Property managers would have approached them in August to ask if they’d sign on for another 12 months.
They wouldn’t have had the option to sign on for a shorter term unless they wanted to leave their property before the university term ended.
“Now [next year] the tenant can say I don’t know what I’m doing and it’s none of your business anyway because I can just stay here as long as I want,” Faulkner said.
“That throws a spanner in the works for landlords because the tenant can then say – coming up to October – I’m going home, I’m giving notice.”
“So what they [landlords] are doing is saying ‘what do we do? Do we just increase our rents to cater for the vacancy period?’.”
Faulkner said the two or three month vacancy period landlords could face next year was the number one question people asked him about now.
“Some landlords are thinking ‘I’m going to move out of the student market, I’ll start converting them to professionals’. It may lead to a reduction in student property.”
However, property investors are facing price pressures in other segments of the rental market too.
The Trade Me index of advertised rent prices from July showed no year-on-year increase in median rent across the country. The first time this has happened since August 2017.
Infometrics figures show one reason why that might be the case.
Renters dominate industries that were badly hit by the Covid-19 pandemic: 70.4 percent of accommodation and food service workers rent as do 57.3 percent of those in retail.
Sense Partners economist Shamubeel Eaqub said landlords won’t see the same level of population growth or movement of people into their area as they might have expected before Covid-19.
Regions like Queenstown have seen rents fall significantly because of the drop-off from tourism. Gisborne has seen rents fall 15.5 percent.
“In a lot of parts of New Zealand rents are actually falling right now.”
“There are two things that are going on: one is, there are some places that are very hot that are no longer getting the big growth in employment and population growth.

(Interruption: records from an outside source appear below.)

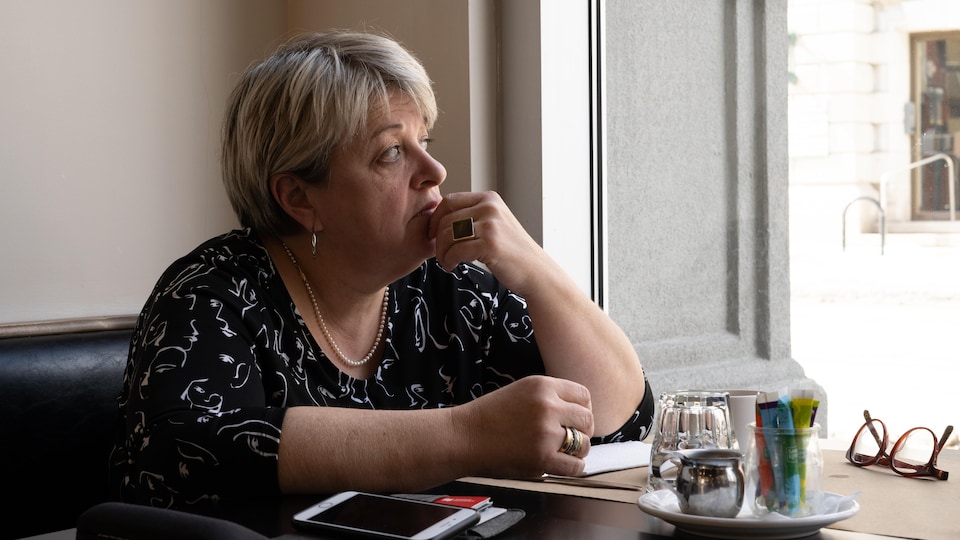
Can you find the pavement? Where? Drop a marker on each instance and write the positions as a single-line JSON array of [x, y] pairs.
[[880, 331]]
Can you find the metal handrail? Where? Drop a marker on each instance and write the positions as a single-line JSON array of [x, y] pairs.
[[881, 222], [950, 185]]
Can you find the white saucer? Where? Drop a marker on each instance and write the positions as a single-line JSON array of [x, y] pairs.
[[773, 527]]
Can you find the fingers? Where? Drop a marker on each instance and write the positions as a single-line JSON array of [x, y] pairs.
[[453, 207]]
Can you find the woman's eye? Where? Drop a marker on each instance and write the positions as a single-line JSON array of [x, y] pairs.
[[391, 154]]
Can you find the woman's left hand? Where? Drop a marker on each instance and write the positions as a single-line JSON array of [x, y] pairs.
[[499, 242]]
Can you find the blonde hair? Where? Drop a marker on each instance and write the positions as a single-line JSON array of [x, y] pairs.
[[291, 111]]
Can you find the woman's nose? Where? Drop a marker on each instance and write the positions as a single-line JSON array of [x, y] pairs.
[[430, 171]]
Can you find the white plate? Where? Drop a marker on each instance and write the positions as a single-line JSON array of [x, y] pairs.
[[774, 527]]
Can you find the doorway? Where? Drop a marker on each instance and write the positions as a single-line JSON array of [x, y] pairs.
[[936, 91]]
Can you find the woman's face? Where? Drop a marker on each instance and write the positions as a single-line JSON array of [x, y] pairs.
[[383, 188]]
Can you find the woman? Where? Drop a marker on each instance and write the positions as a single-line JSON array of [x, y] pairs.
[[342, 339]]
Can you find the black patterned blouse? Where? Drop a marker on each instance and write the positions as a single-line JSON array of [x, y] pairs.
[[220, 352]]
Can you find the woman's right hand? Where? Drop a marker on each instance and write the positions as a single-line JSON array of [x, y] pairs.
[[516, 431]]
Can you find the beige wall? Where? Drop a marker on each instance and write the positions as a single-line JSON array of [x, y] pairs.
[[109, 131]]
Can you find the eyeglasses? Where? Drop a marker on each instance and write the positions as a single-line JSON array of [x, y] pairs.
[[914, 454]]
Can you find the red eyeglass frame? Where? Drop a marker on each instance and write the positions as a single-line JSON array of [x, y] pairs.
[[887, 460]]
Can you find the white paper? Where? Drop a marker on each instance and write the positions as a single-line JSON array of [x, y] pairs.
[[617, 456]]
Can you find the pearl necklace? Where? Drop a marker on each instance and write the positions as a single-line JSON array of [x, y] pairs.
[[323, 325]]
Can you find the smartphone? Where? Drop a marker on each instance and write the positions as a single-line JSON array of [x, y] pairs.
[[382, 516]]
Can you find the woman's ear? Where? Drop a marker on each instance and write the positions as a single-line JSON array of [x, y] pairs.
[[290, 193]]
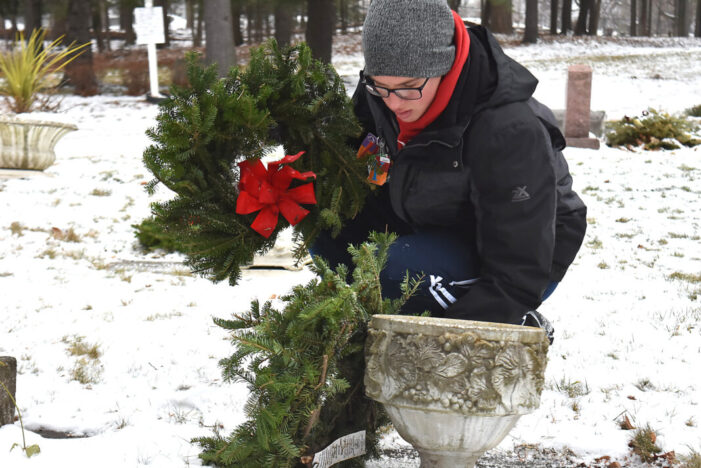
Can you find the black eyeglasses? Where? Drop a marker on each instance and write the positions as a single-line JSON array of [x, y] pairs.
[[410, 94]]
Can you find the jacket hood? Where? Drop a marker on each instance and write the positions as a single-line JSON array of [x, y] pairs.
[[513, 81], [489, 79]]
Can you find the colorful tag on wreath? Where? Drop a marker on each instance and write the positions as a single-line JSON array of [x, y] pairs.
[[378, 169]]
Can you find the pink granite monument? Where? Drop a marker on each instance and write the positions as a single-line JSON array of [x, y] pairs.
[[577, 113]]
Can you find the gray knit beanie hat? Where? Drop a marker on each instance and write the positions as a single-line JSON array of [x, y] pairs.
[[412, 38]]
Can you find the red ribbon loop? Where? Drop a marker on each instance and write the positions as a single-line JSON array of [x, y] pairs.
[[268, 190]]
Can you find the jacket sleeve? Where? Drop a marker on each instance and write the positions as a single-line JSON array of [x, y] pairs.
[[514, 195]]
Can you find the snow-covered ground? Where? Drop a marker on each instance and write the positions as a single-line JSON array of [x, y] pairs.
[[627, 316]]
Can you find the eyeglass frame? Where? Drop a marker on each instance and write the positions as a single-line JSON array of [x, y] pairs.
[[372, 88]]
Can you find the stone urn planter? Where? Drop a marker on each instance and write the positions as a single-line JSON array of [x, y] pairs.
[[27, 144], [453, 388]]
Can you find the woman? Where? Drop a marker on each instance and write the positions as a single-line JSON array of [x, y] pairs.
[[477, 187]]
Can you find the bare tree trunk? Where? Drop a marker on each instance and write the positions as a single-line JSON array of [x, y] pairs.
[[343, 13], [594, 17], [219, 32], [531, 34], [190, 14], [126, 20], [266, 21], [553, 16], [104, 15], [97, 25], [197, 31], [80, 72], [642, 18], [581, 26], [283, 23], [682, 20], [58, 25], [566, 23], [320, 27], [165, 4], [500, 19], [258, 22]]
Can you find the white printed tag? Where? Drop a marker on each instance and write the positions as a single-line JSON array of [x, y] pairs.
[[350, 446]]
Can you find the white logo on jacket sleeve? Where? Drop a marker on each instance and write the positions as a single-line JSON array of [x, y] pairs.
[[519, 194]]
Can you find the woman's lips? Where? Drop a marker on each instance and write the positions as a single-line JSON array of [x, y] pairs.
[[403, 115]]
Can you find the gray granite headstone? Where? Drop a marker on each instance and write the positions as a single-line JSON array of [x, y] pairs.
[[577, 113]]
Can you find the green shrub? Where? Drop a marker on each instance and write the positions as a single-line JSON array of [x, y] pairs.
[[26, 68], [694, 111], [152, 236], [653, 130]]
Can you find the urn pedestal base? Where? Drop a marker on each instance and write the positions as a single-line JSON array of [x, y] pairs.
[[453, 388]]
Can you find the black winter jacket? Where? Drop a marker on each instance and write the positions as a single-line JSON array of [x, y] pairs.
[[491, 167]]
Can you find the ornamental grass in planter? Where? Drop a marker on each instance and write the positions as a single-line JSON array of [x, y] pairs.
[[25, 73], [26, 69]]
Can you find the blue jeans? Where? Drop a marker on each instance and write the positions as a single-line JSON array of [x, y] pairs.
[[446, 263]]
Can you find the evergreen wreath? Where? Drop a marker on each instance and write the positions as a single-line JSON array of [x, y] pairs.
[[304, 365], [205, 131]]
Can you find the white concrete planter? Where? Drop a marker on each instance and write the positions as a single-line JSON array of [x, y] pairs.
[[27, 144], [453, 388]]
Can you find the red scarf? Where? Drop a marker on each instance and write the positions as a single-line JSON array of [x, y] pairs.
[[408, 130]]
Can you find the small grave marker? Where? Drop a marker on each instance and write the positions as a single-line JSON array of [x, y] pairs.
[[577, 112], [149, 29], [8, 378]]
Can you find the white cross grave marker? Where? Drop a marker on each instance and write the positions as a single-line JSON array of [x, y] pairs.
[[149, 29]]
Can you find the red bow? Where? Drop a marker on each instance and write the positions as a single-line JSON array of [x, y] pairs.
[[268, 190]]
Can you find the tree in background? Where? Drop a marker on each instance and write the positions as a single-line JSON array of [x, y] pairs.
[[9, 9], [219, 33], [284, 21], [553, 16], [530, 35], [165, 4], [321, 22], [588, 19], [682, 21], [80, 72], [126, 19], [497, 16], [32, 16]]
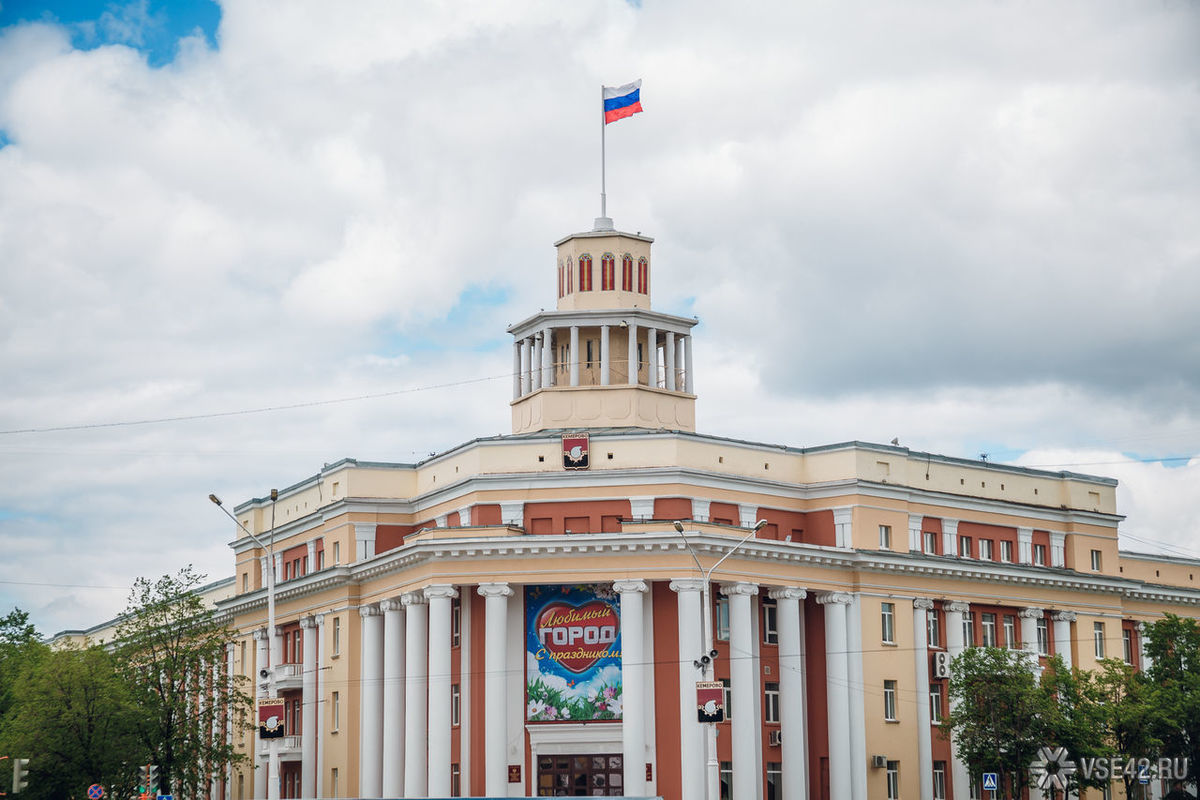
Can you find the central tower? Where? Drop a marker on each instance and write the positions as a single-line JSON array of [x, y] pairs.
[[603, 358]]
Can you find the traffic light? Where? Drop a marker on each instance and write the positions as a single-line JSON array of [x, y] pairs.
[[19, 774]]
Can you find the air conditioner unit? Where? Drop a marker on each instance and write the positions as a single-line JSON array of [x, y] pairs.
[[941, 665]]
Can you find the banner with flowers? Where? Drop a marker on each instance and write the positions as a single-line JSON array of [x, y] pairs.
[[573, 653]]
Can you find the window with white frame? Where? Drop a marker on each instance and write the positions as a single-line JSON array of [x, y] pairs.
[[889, 701], [771, 702]]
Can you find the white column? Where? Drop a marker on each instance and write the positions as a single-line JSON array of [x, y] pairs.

“And of course people are under financial pressure so they might be ‘crowding up’ or moving to other places.”
Faulkner said there were “markets within markets” when it came to the rental sector.
Demand for rentals in good school zones would remain, he said.
And it would be strong relative to supply in the less populated regions because there was a limited supply of rentals in those places, with the exception of places like Queenstown and Wanaka.
He expected the large number of vacant apartments in central Auckland would have a downward impact on rental prices there.
“I am concerned for central Auckland…the hospitality and the retail workers rent. The students rent – and they’re not there now.”
The higher-end market for corporate rentals had also dried up.
“It’s very hard now to rent out properties which are four figures – $1000 a week,” Faulkner said.
“You’re not seeing that corporate movement anymore.”
Infometrics senior economist Brad Olsen said new legislation meant the costs for landlords were also increasing just as other investment options were being cut-off.
“I think what you’re probably seeing is a bit more of that patch protection coming in from property owners who are wanting to maintain their incomes.
“Particularly given that at the moment your other investment options are a bit more limited.
“You don’t get money if you have your money in a term deposit, but again your costs as a landlord are increasing.”